Rostral ventrolateral medulla, retropontine region and autonomic regulations

The rostral half of the ventrolateral medulla (RVLM) and adjacent ventrolateral retropontine region (henceforth RVLMRP) have been divided into various sectors by neuroscientists interested in breathing or autonomic regulations. The RVLMRP regulates respiration, glycemia, vigilance and inflammation, in addition to blood pressure. It contains interoceptors that respond to acidification, hypoxia and intracranial pressure and its rostral end contains the retrotrapezoid nucleus (RTN) which is the main central respiratory chemoreceptor.
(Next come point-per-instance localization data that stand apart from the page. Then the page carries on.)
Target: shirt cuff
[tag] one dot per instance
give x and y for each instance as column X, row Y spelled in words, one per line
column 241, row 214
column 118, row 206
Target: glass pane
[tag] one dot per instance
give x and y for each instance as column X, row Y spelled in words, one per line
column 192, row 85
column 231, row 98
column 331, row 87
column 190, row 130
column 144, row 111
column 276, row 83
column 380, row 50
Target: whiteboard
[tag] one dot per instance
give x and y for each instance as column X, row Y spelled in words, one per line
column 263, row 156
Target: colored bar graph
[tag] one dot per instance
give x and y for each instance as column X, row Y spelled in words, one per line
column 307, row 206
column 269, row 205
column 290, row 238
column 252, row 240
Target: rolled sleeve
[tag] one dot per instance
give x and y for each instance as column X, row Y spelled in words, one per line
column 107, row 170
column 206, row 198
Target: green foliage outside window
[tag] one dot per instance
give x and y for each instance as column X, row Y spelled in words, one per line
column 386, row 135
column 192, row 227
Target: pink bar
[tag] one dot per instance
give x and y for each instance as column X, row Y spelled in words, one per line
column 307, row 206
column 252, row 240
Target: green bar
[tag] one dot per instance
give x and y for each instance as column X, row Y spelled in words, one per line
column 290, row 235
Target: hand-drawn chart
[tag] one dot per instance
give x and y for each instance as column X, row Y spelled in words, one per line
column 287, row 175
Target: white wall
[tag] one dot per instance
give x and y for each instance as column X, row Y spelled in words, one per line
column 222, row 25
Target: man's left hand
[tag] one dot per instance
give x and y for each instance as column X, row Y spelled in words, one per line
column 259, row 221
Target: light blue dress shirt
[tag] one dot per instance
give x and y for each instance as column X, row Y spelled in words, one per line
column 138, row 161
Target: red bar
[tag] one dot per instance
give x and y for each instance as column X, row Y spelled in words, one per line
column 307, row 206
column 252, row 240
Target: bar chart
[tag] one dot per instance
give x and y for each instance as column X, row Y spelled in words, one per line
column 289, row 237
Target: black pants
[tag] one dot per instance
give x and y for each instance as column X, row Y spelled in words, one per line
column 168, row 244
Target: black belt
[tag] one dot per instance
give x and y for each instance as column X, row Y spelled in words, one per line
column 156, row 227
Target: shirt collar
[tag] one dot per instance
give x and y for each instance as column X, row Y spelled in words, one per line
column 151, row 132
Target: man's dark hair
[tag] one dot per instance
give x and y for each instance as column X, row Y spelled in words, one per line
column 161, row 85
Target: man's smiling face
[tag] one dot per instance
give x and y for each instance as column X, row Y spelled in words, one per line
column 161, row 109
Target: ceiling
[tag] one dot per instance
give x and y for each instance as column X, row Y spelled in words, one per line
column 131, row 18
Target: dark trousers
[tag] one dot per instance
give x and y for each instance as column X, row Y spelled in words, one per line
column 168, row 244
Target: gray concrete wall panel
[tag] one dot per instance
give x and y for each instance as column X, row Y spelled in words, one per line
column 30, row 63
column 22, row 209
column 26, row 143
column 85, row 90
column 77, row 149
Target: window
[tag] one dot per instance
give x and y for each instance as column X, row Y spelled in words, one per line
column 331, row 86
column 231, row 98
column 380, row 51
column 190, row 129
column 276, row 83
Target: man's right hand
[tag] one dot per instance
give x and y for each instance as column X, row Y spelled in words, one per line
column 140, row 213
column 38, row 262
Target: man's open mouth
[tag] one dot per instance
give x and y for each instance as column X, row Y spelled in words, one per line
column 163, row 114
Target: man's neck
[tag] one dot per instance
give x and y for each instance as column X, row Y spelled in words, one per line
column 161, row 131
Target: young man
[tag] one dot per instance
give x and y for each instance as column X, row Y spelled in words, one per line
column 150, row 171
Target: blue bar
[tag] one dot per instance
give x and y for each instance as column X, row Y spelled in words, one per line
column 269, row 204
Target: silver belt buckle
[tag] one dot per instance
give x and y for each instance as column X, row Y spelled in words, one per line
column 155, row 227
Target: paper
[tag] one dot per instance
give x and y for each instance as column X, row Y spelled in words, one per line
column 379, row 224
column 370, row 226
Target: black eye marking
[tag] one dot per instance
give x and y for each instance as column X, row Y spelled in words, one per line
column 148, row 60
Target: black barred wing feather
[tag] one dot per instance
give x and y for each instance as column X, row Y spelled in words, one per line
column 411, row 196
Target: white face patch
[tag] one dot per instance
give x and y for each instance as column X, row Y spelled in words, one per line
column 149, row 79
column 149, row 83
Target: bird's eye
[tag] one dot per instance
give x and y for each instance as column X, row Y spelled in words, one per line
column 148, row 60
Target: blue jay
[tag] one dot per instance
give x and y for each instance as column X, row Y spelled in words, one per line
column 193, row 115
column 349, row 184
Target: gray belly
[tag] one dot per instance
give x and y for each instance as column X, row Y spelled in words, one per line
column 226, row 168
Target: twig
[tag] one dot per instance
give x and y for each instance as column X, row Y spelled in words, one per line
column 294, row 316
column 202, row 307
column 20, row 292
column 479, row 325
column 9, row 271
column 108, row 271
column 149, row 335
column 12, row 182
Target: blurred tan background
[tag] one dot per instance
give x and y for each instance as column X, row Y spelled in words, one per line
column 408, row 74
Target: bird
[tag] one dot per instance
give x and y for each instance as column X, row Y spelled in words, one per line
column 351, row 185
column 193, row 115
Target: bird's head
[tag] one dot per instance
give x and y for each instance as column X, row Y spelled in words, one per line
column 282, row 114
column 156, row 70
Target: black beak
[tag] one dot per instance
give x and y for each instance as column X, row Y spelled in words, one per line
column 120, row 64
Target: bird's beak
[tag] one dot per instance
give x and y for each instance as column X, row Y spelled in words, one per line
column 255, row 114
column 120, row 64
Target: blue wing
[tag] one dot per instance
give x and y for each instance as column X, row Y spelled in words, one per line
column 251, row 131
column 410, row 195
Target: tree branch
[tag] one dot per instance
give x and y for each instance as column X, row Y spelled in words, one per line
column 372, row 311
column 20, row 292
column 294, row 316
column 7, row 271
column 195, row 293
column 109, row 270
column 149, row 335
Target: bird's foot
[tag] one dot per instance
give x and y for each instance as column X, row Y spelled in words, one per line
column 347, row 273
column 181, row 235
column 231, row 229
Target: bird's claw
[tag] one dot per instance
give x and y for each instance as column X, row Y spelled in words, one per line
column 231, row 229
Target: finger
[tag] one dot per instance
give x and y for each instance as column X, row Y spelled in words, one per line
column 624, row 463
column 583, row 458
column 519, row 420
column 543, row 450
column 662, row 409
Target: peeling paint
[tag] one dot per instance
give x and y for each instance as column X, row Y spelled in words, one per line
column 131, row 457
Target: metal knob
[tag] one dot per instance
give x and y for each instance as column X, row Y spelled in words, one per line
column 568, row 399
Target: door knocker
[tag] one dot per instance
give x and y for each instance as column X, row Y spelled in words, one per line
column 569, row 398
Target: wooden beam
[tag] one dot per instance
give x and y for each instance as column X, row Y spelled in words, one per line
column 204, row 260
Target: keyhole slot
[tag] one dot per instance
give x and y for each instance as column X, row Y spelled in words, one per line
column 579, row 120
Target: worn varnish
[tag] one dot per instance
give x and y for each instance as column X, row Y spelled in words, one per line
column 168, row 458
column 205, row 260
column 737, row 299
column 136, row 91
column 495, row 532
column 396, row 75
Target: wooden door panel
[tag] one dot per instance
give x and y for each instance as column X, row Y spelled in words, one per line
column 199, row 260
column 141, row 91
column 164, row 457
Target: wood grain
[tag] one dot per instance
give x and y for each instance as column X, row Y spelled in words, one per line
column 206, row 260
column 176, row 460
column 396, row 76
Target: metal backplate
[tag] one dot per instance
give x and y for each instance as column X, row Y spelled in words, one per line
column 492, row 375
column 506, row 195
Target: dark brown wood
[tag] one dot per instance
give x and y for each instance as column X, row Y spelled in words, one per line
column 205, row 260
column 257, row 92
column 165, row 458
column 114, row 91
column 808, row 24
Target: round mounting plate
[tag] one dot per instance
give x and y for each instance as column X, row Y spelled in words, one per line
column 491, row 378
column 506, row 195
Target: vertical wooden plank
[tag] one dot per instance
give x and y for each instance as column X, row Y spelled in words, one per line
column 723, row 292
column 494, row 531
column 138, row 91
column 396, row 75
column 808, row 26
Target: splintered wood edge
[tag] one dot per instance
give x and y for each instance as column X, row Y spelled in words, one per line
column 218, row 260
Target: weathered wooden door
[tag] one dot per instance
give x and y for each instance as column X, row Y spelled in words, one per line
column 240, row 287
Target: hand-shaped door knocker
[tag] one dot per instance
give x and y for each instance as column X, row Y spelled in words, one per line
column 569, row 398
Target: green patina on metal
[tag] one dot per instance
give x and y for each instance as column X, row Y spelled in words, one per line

Acid detection by the RTN is an intrinsic property of the principal neurons that is enhanced by paracrine influences from surrounding astrocytes and CO₂-dependent vascular constriction. RTN mediates the hypercapnic ventilatory response via complex projections to the respiratory pattern generator (CPG). The RVLM contributes to autonomic response patterns via differential recruitment of several subtypes of adrenergic (C1) and non-adrenergic neurons that directly innervate sympathetic and parasympathetic preganglionic neurons. The RVLM also innervates many brainstem and hypothalamic nuclei that contribute, albeit less directly, to autonomic responses. All lower brainstem noradrenergic clusters including the locus coeruleus are among these targets. Sympathetic tone to the circulatory system is regulated by subsets of presympathetic RVLM neurons whose activity is continuously restrained by the baroreceptors and modulated by the respiratory CPG. The inhibitory input from baroreceptors and the excitatory input from the respiratory CPG originate from neurons located in or close to the rhythm generating region of the respiratory CPG (preBötzinger complex).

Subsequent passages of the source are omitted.